Un autre des éléments à souligner dans ce sauvetage a été la découverte, à proximité de la muraille, des vestiges d'une décharge à ordures de la ville, qui a montré de nombreuses preuves de la vie quotidienne des XVIIe et XVIIIe siècle havanais. Ceux-ci incluent des restes organiques, en conditions anaérobies, qui en ont permis la conservation.

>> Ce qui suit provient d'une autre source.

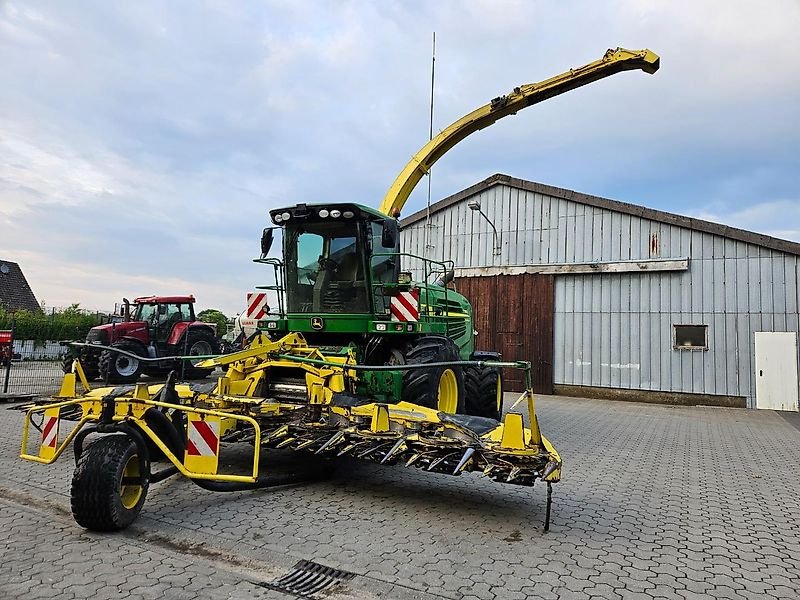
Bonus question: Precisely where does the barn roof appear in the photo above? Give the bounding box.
[400,173,800,256]
[0,259,40,311]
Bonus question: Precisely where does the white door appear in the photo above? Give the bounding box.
[755,331,797,411]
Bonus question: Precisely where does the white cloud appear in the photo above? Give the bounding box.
[0,0,800,312]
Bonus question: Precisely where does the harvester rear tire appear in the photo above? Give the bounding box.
[402,335,464,414]
[98,340,146,383]
[464,367,503,421]
[70,435,150,531]
[178,329,219,379]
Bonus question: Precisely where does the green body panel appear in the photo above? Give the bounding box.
[357,371,403,404]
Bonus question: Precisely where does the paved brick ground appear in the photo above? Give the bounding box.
[0,398,800,600]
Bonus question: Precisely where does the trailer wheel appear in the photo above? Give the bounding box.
[464,367,503,421]
[99,340,144,383]
[403,335,464,414]
[70,435,150,531]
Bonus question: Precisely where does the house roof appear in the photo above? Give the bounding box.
[400,173,800,256]
[0,259,40,311]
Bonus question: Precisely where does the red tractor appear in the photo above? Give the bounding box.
[63,296,220,383]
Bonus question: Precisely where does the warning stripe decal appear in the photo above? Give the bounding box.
[245,292,267,319]
[42,417,58,448]
[186,421,219,456]
[389,290,419,321]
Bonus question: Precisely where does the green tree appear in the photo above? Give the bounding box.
[197,308,228,337]
[0,304,107,342]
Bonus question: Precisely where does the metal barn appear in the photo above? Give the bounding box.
[401,175,800,410]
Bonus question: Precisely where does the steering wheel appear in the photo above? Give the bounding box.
[317,256,339,273]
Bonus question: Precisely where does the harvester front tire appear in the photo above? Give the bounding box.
[98,340,144,383]
[464,367,503,421]
[178,329,219,379]
[70,435,150,531]
[402,335,464,414]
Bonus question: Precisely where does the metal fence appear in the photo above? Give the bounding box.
[0,359,64,396]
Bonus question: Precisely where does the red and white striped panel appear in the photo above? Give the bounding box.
[42,415,58,448]
[244,292,269,319]
[389,288,419,321]
[186,420,219,456]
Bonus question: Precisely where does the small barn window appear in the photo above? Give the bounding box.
[672,325,708,350]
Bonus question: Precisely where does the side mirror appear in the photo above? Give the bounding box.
[381,220,397,249]
[433,269,456,287]
[261,227,273,258]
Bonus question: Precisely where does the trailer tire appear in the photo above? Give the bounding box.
[61,348,100,381]
[98,340,146,383]
[70,435,150,531]
[464,367,503,421]
[402,335,464,414]
[178,328,219,379]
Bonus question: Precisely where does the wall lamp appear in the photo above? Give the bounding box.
[467,198,502,255]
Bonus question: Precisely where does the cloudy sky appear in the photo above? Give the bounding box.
[0,0,800,314]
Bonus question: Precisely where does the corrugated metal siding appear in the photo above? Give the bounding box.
[402,185,800,406]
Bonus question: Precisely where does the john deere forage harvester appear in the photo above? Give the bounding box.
[21,48,659,530]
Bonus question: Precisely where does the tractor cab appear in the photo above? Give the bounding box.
[132,296,195,346]
[262,204,400,320]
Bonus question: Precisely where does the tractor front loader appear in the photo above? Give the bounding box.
[21,49,659,530]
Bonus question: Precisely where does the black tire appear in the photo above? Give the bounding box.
[464,367,503,421]
[61,348,100,381]
[98,340,146,383]
[402,335,464,414]
[177,327,220,379]
[70,435,150,531]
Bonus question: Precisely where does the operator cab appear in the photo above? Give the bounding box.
[270,204,400,314]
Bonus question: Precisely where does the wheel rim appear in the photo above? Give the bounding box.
[189,340,214,366]
[437,369,458,414]
[119,454,142,509]
[114,354,139,377]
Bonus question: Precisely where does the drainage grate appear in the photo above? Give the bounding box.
[260,560,355,599]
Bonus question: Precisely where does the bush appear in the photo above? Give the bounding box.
[0,304,108,343]
[197,308,228,337]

Des graines de fruits, des semelles de chaussure, des pièces en bois, des céramiques et des coquilles d'œufs ont été trouvées, des éléments qui ne sont généralement pas si bien conservés dans le temps.

« Pour nous, il est très important d'avoir trouvé ces vestiges, parce qu'il montre la consommation de nourriture des habitants de la ville, et cela nous permet de contraster la documentation historique avec les preuves archéologiques, et d'inclure de nouvelles données qui n'étaient pas dans les documents historiques », a-t-il ajouté.

Roger Arrazcaeta Delgado souligne également que, pour sauver la muraille de La Havane on travaille sur une muséographie de celle-ci, expliquant sa pertinence, son histoire. « Pour ce faire, avec l'aide de panneaux et de ressources virtuelles, nous espérons recréer certains aspects de cette fortification et ses principales caractéristiques ».